We look here at the actors’ strike, but before doing so we should remind ourselves of the gradually building momentum in the labor movement. Starbucks workers organized and struck, and as of today 354 stores with almost 9,000 workers have unionized, but none has won a contract. In April 2022 Amazon workers in New York City voted to unionize, but so far, they too have no contract. And they lost union representation elections at other Amazon facilities.
Railroad workers planned to strike in late 2022, but in December President Joe Biden and Congress used the Railway Labor Act to prevent a strike and impose a contract later accepted by the unions. The Teamsters union planned to strike UPS, but in July of this year they reached an agreement with many gains, though, because the leadership decided ot to strike, they failed to improve the lot of many part-time workers.

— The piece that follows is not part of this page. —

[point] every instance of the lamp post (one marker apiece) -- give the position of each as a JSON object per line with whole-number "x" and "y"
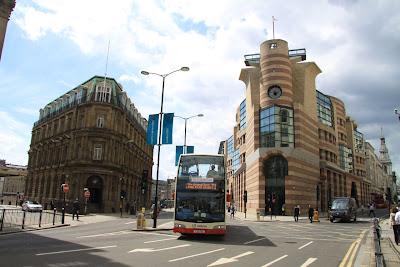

Next came the writers and actors who shut down an industry that employs over two million workers of all sorts. The writers struck in May and the actors joined them on the picket lines in July, the first industry-wide shutdown in over 60 years. They were striking some of the most powerful corporations in America. The employers, the Alliance of Motion Picture and Television Producers, represents the major motion picture studios such as Paramount, Sony, Universal, Disney and Warner Brothers, the principal television networks (including ABC, CBS, FOX and NBC), streaming services like Netflix, Apple TV+, and Amazon, as well as some cable companies.
Both unions were responding to changes in the industry with the rise of streaming services that grew phenomenally during COVID. They are also concerned with the rapid developments in artificial intelligence (AI) that threated both writers and actors.
All of this led to greater determination. Some 11,000 film, television, news, radio and online writers won a major victory after a 148-day strike. With the industry desperate to get new shows online and in movie theaters, the workers won job guarantees and higher pay. They also won guarantees not to be replaced by ChatGPT. But some150,000 television and movie actors, who walked out in May, are still on strike.
One big concern among the actors is being replaced by “digital doubles.” The studio can ask an actor to go into the “orb,” that is the photogrammetry booth where hundreds of cameras record his image as he makes different expressions and takes different poses. Once the photos are taken, as Scientific American explains, “visual effects (VFX) artists take the model from two-dimensional to three-dimensional.” The 3-D image is then attached to a visual “skeleton” moved by an actor or by animation and placed in the appropriate background. Studios may not need any actors, though they may still want the pretty face.
The striking actors took some encouragement from the writers’ settlement, but it’s been a very long strike. Some writers have continued to march on the picket lines with them as have some striking hospital workers. And both actors and auto workers picketed in front of the HBO and Amazon offices in Manhattan. For both unions, it will be a hard fight. The class struggle is back, and while the results have been mixed so far, these workers’ actions represent a sea change in American society.